This weighty blog describes the use-cases and GPU options for Frame in public clouds and on-premises. It also presents how to right-size the GPU-powered workload VMs, the tools to use, and the common mistakes to avoid when using GPUs with Frame.
Playstation 5, RPi, Chromebook, Macbook, and Apple iPhone - what’s the common denominator?!
Nowadays every modern end-user device has either a Graphics Processing Unit (GPU) a hardware-based decoder, or both. You will find them when looking under the technology covers in your Chromebook, RPi, Windows Ultrabook, Playstation 5, Tesla Model S, Apple Watch, Oculus VR set, and latest Android smartphone. But why do GPUs and hardware-based encoders/decoders matter in the world of Desktop-as-a-Service (DaaS)?
Although GPUs and encoders/decoders serve different purposes in the end, it is all about delivering the best graphical user experience, supporting application APIs such as DirectX, OpenGL, and offloading the CPU for encoding/decoding to optimize resource consumption.
The goal here is to deliver the best user experience for those running operating systems such as Windows 10 and its Windows applications on both physical PCs and on “Cloud Workstations” delivered via DaaS solutions such as Nutanix Frame, Amazon Workspaces, Citrix Virtual Apps and Desktops Services, Microsoft Windows Virtual Desktops (WVD), and VMware Horizon Cloud.
GPUs are HOT - Games, VR, AI, Designers, and DaaS
Every technology geek wants to use the latest and greatest AMD or NVIDIA GPUs in their gaming PCs. Virtual Reality, GPUs with real-time raytracing capabilities, and unified communications with AI-based noise-canceling for business and entertainment are real, today! Cryptocurrency mining enthusiasts also use GPUs a lot and the latest developments around Machine and Deep Learning are sky-rocketing because of data, cloud, and GPU developments.
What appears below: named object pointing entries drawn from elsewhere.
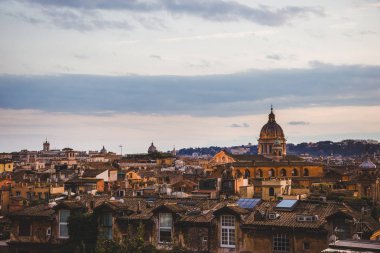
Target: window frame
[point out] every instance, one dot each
(64, 223)
(227, 229)
(306, 245)
(165, 228)
(281, 243)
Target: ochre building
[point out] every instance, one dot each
(272, 160)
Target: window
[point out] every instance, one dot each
(24, 228)
(48, 231)
(281, 243)
(63, 221)
(307, 217)
(107, 225)
(227, 231)
(247, 174)
(271, 191)
(166, 222)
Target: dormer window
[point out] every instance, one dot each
(165, 227)
(303, 217)
(227, 231)
(63, 223)
(107, 225)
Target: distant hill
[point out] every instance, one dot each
(321, 148)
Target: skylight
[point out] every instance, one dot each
(287, 204)
(248, 203)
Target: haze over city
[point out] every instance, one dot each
(84, 74)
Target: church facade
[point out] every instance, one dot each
(272, 160)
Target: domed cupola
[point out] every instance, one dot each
(152, 149)
(271, 129)
(272, 138)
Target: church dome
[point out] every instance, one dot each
(152, 149)
(271, 130)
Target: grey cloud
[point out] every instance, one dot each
(82, 20)
(157, 57)
(213, 10)
(214, 95)
(235, 125)
(274, 57)
(295, 123)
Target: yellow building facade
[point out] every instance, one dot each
(6, 165)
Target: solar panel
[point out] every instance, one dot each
(248, 203)
(287, 204)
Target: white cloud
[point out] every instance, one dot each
(28, 128)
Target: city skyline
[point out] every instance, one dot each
(86, 74)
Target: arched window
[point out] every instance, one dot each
(247, 174)
(271, 191)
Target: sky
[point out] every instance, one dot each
(88, 73)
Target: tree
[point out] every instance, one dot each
(83, 231)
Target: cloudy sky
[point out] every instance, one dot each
(88, 73)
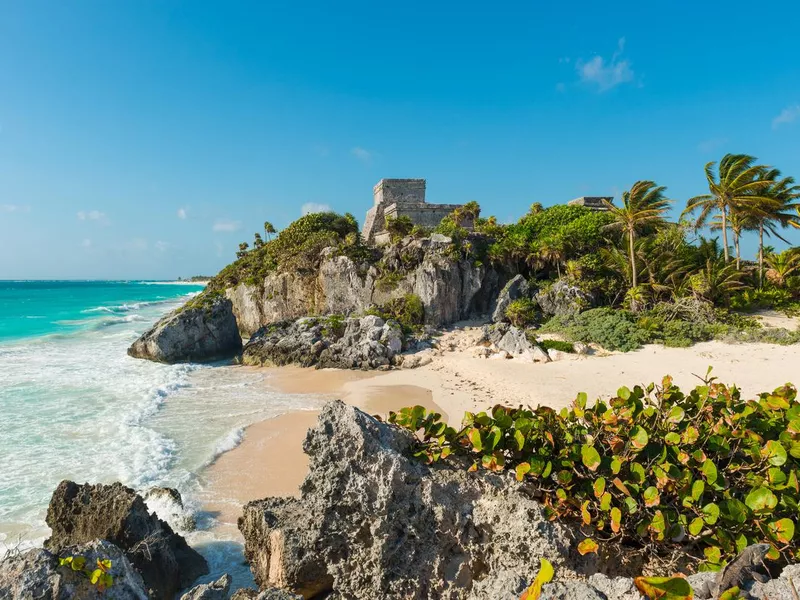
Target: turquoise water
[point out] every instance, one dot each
(73, 405)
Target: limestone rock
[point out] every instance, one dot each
(167, 505)
(355, 343)
(191, 334)
(562, 299)
(36, 574)
(216, 590)
(372, 522)
(79, 514)
(515, 289)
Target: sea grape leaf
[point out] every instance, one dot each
(545, 575)
(664, 588)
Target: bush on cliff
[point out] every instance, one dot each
(297, 247)
(700, 474)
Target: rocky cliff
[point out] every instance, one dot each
(449, 287)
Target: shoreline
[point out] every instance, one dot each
(269, 461)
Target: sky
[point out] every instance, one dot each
(146, 139)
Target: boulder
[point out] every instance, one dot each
(215, 590)
(373, 522)
(357, 343)
(198, 331)
(79, 514)
(515, 289)
(36, 574)
(562, 299)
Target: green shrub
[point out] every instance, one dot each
(558, 345)
(522, 312)
(407, 310)
(702, 473)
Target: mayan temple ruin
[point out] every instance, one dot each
(401, 198)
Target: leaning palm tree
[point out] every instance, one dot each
(269, 229)
(737, 181)
(643, 205)
(782, 211)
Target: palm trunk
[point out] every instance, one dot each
(761, 255)
(634, 279)
(725, 233)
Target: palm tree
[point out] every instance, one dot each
(736, 182)
(644, 204)
(783, 194)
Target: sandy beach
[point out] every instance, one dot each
(270, 460)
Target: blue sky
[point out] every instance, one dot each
(144, 139)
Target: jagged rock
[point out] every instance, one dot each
(372, 522)
(82, 513)
(36, 574)
(515, 289)
(191, 334)
(356, 343)
(562, 299)
(216, 590)
(167, 505)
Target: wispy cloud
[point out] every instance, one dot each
(93, 215)
(362, 154)
(226, 226)
(712, 144)
(603, 74)
(14, 208)
(312, 207)
(788, 115)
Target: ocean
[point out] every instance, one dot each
(74, 406)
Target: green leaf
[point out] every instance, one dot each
(590, 457)
(760, 499)
(711, 513)
(664, 588)
(638, 437)
(651, 497)
(775, 453)
(696, 526)
(709, 471)
(782, 530)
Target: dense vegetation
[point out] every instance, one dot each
(699, 475)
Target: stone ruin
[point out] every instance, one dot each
(396, 198)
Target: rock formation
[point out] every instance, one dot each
(191, 333)
(36, 574)
(357, 343)
(83, 513)
(374, 523)
(515, 289)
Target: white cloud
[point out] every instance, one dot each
(14, 208)
(362, 154)
(311, 207)
(788, 115)
(606, 75)
(711, 145)
(93, 215)
(226, 226)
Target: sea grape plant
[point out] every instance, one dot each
(704, 471)
(98, 575)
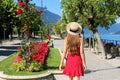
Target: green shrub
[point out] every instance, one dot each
(19, 66)
(34, 66)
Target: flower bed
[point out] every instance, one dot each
(35, 54)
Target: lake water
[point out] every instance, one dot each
(115, 37)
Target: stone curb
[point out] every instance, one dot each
(32, 77)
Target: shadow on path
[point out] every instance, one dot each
(91, 71)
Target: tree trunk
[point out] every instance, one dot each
(101, 46)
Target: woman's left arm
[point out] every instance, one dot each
(82, 53)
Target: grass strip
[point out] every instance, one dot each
(51, 63)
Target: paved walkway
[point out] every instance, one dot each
(97, 68)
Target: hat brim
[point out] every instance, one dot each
(74, 33)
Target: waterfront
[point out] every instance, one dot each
(114, 38)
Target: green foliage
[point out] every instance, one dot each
(34, 66)
(91, 13)
(8, 15)
(52, 63)
(19, 66)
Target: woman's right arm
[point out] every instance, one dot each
(63, 55)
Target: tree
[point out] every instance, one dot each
(92, 13)
(7, 15)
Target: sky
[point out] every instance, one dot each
(52, 5)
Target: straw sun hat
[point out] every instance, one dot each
(74, 28)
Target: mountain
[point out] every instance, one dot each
(49, 17)
(113, 29)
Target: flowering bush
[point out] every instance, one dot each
(36, 57)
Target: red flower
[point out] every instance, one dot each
(22, 4)
(23, 28)
(19, 1)
(19, 47)
(17, 59)
(19, 11)
(49, 36)
(41, 11)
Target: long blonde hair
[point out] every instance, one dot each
(72, 42)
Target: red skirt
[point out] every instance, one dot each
(73, 65)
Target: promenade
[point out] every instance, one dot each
(97, 68)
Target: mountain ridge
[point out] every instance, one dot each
(48, 16)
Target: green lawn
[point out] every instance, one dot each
(52, 63)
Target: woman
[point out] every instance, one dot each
(74, 51)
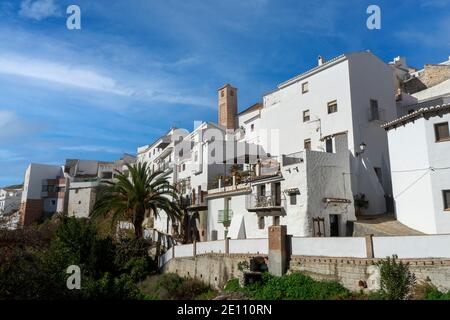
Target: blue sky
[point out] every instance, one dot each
(139, 66)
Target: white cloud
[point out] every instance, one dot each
(6, 117)
(9, 156)
(87, 148)
(60, 73)
(39, 9)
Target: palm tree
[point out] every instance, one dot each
(135, 197)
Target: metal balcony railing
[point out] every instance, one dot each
(265, 203)
(225, 217)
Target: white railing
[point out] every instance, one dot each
(186, 250)
(249, 246)
(210, 247)
(405, 247)
(412, 247)
(329, 247)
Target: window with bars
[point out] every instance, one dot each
(305, 87)
(446, 196)
(307, 144)
(332, 106)
(442, 132)
(306, 116)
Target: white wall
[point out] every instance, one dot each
(329, 247)
(328, 177)
(34, 176)
(211, 246)
(417, 189)
(439, 157)
(371, 78)
(186, 250)
(82, 196)
(437, 246)
(253, 246)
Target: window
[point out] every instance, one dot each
(374, 113)
(261, 223)
(446, 195)
(106, 175)
(329, 145)
(306, 116)
(307, 144)
(332, 106)
(262, 190)
(305, 87)
(441, 131)
(293, 199)
(379, 174)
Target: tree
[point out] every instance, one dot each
(134, 198)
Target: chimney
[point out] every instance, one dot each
(228, 107)
(321, 61)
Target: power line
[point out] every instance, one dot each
(416, 170)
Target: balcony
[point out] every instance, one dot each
(197, 203)
(225, 217)
(292, 159)
(271, 205)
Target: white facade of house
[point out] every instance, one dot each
(420, 170)
(9, 200)
(317, 186)
(299, 115)
(81, 200)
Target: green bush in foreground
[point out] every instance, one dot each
(170, 286)
(397, 281)
(37, 269)
(295, 286)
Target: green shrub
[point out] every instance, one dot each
(397, 281)
(295, 286)
(435, 294)
(36, 267)
(170, 286)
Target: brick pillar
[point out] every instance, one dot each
(277, 250)
(227, 245)
(194, 248)
(369, 246)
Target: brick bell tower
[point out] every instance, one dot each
(228, 107)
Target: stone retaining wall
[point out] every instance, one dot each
(355, 274)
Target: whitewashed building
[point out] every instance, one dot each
(10, 200)
(321, 136)
(70, 189)
(419, 145)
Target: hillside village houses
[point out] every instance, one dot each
(320, 149)
(419, 144)
(69, 189)
(10, 199)
(322, 142)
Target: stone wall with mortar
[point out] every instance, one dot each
(364, 274)
(355, 274)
In the context of professional graphics, designers know the value of GPUs when running workstation applications from Adobe, Autodesk, Siemens, PTC, Dassault Systemes, and more. Also, the current Windows 10 operating system, browsers, video conferencing tools such as Teams and Zoom, and Microsoft Office 365 all benefit when the physical or virtual machine is equipped with a GPU.
GPUs - yay!?
Why, then, aren’t all the millions of virtual desktop and application users worldwide using GPUs? Are GPUs only for the special “cloud workstation” use-cases? (Hint: No). Are they for using remoting protocols to deliver virtual desktops and applications that can use the GPU and deliver the best user experience? (Hint: Yes).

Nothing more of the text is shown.